I had heard all these several details and appointments described ever so minutely by an enthusiastic brother brush who had spent the preceding summer with old man Marvin–Jim’s employer–but he had forgotten to mention, or had failed to notice, the peculiar softness of Jim’s voice and his timid, shrinking eyes–the eyes of a dog rather than those of a man–not cowardly eyes, nor sneaking eyes–more the eyes of one who had suffered constantly from sudden, unexpected blows, and who shrank from your gaze and dodged it as does a hound that misunderstands a gesture.
“Old man’s been ‘spectin’ ye for a week,” Jim rambled on as he led the way to the shed, hitching up his one leather suspender that kept the brown overalls snug up under his armpits. “P’raps ye expected him to meet ye,” he continued, “but ye don’t know him. He ain’t that kind. He won’t go even for Ruby.”
“Who’s Ruby?” The brother brush had not mentioned him. “Mr. Marvin’s son?”
“No, she’s Mother Marvin’s girl. She’s away to Plymouth to school. Stand here a minute till I back up the buck-board.”
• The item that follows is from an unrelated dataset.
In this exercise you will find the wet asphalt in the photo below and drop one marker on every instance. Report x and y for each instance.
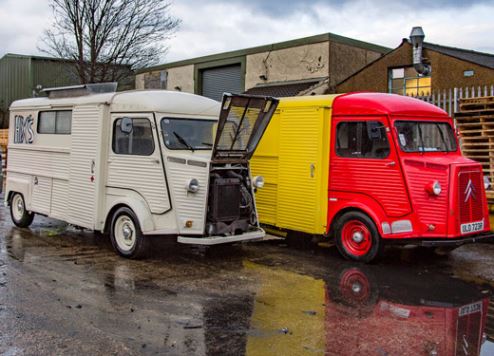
(65, 292)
The buck-board is the only vehicle possible over these mountain-roads. It is the volante of the Franconia range, and rides over everything from a bowlder to a wind-slash. This particular example differed only in being a trifle more rickety and mud-bespattered than any I had seen; and the mare had evidently been foaled to draw it–a fur-coated, moth-eaten, wisp-tailed beast, tied to the shafts with clothes-lines and scraps of deerhide–a quadruped that only an earthquake could have shaken into nervousness. And yet Jim backed her into position as carefully as if she had felt her harness for the first time, handing me the reins until he strapped my belongings to the hind axle, calling “Whoa, Bess!” every time she rested a tired muscle. Then he lifted one long leg over the dash-board and took the seat beside me.
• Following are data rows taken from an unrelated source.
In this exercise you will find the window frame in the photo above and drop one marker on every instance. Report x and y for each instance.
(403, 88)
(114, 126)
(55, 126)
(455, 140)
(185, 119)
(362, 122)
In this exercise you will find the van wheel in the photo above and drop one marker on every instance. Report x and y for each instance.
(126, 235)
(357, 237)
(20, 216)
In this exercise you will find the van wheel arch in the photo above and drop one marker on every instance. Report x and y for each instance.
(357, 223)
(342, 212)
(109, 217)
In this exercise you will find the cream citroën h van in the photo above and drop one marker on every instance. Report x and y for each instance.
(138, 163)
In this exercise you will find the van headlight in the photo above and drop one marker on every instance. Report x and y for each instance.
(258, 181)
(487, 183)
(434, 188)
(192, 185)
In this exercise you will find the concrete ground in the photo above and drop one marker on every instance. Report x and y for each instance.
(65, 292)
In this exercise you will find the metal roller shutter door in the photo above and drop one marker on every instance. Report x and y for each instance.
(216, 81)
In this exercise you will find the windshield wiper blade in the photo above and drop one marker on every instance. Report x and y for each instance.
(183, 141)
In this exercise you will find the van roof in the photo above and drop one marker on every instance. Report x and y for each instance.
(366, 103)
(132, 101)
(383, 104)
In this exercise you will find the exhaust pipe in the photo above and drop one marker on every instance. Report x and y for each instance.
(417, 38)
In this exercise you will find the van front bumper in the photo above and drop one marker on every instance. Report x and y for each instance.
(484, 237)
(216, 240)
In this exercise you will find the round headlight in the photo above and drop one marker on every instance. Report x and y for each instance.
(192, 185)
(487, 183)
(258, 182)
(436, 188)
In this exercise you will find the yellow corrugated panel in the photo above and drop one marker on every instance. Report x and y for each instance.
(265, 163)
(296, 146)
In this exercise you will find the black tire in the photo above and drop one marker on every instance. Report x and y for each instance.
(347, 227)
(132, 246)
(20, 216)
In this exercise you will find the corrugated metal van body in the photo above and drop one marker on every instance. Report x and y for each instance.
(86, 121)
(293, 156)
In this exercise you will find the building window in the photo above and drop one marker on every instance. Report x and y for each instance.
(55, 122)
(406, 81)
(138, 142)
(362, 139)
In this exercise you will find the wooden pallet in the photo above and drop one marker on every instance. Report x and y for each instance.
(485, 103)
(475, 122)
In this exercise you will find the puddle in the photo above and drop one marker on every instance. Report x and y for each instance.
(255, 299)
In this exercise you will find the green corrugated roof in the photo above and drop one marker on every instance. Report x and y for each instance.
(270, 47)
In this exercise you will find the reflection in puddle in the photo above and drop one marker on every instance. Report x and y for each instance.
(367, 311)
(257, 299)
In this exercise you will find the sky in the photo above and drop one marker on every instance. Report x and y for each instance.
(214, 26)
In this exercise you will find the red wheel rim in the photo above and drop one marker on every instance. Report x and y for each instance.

It was my first draught of a long holiday; my breathing-spell; my time for loose neckties and flannel shirts and a kit slung over my shoulder crammed with brushes and color-tubes; my time for loafing and inviting my soul. It felt inexpressibly delightful to be once more out in the open–out under the wide sweep of the sky; rid of the choke of narrow streets; exempt of bens, mails, and telegrams, and free of him who knocks, enters, and sits–and sits–and sits. And it was the Indian summer of the year; when the air is spicy with the smoke of burning leaves and the mountains are lost in the haze; when the unshaven cornfields are dotted with yellow pumpkins and under low-branched trees the apples lie in heaps; when the leaves are aflame and the round sun shines pink through opalescent clouds.